The following day, news outlets reported that Sen. Harry Reid (D-NV) had sent Comey a blistering letter , insisting the FBI director was sitting on “‘explosive’ information about close ties and coordination between Donald Trump, his top advisers, and the Russian government.”
That same day, Mother Jones, foreshadowing the news last week about a dossier collected on Trump, reported that, “a former senior intelligence officer for a Western country” had provided to the FBI with “memos, based on his recent interactions with Russian sources, contending the Russian government has for years tried to co-opt and assist Trump—and that the FBI requested more information from him.”
And that same day, CNBC reported, “FBI Director James Comey argued privately that it was too close to Election Day for the United States government to name Russia as meddling in the U.S. election.”
The contrast was startling: Comey had publicly reinvigorated the Clinton email investigation based on emails the FBI hadn’t even read (the emails turned out to be irrelevant), yet at the same time Comey allegedly sat on new information regarding claims that Trump had ongoing ties with Russia because Comey thought the optics would look bad.
Given all this, the FBI needed a way to stop the public relations bleeding. And late in the day on October 31, the Times provided the respite.

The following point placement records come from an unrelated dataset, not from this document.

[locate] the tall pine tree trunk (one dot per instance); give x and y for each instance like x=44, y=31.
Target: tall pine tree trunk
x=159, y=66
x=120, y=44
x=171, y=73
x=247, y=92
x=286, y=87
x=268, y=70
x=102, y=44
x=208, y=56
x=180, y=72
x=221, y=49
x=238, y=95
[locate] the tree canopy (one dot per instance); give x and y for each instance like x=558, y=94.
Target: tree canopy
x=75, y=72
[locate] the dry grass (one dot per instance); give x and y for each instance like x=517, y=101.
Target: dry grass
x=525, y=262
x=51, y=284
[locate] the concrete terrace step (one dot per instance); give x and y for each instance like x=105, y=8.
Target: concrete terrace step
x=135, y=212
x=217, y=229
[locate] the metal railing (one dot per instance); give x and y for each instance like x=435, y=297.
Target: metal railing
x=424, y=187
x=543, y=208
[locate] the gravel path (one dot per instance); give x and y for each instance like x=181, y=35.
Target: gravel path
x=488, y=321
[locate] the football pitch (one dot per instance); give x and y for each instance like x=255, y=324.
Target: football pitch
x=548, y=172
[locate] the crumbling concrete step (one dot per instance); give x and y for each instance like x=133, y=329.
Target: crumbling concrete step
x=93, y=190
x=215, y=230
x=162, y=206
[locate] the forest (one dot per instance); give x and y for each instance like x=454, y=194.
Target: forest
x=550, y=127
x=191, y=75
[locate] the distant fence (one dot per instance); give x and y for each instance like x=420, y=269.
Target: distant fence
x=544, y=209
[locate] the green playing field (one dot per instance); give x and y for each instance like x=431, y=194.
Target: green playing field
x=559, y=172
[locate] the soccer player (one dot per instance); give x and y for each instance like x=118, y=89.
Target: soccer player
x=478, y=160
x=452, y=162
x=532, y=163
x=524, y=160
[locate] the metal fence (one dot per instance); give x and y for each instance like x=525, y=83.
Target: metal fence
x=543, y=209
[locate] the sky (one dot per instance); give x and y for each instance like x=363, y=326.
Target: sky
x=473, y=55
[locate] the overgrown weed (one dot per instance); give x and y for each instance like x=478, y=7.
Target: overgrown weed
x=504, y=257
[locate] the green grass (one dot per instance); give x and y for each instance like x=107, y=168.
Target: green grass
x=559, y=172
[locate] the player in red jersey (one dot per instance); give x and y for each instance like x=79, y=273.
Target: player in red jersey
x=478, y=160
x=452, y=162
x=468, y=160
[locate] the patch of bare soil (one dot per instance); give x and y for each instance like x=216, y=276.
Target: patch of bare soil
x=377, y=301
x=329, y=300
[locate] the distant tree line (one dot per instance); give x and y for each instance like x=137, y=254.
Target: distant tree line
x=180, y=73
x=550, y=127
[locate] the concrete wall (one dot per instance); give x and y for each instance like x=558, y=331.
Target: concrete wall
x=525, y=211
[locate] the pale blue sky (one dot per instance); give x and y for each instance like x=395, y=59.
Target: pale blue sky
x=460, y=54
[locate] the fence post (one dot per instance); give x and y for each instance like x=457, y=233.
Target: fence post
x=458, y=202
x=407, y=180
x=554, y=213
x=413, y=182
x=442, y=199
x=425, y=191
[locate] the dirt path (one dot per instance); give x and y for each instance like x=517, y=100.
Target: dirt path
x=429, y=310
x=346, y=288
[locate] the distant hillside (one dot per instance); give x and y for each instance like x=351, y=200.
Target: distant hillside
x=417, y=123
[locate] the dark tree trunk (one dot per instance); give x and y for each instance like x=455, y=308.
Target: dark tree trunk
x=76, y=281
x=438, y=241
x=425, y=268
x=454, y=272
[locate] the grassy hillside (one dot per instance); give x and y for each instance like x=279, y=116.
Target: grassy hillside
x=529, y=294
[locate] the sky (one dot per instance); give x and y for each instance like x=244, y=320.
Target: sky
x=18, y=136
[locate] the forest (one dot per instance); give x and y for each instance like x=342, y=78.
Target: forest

Specifically, the article helped push back on reports Comey didn’t want to go public with any Russian information close to Election Day.
“The reason Comey didn’t announce the existence of this investigation wasn’t because it was it was ‘explosive’ and could impact the election,” announced the conservative site, Hot Air, pointing to the Times article. “It was because the FBI had already figured out it was a dud.”
In other words, FBI PR problem solved. The problems with the Times report, however, were just beginning.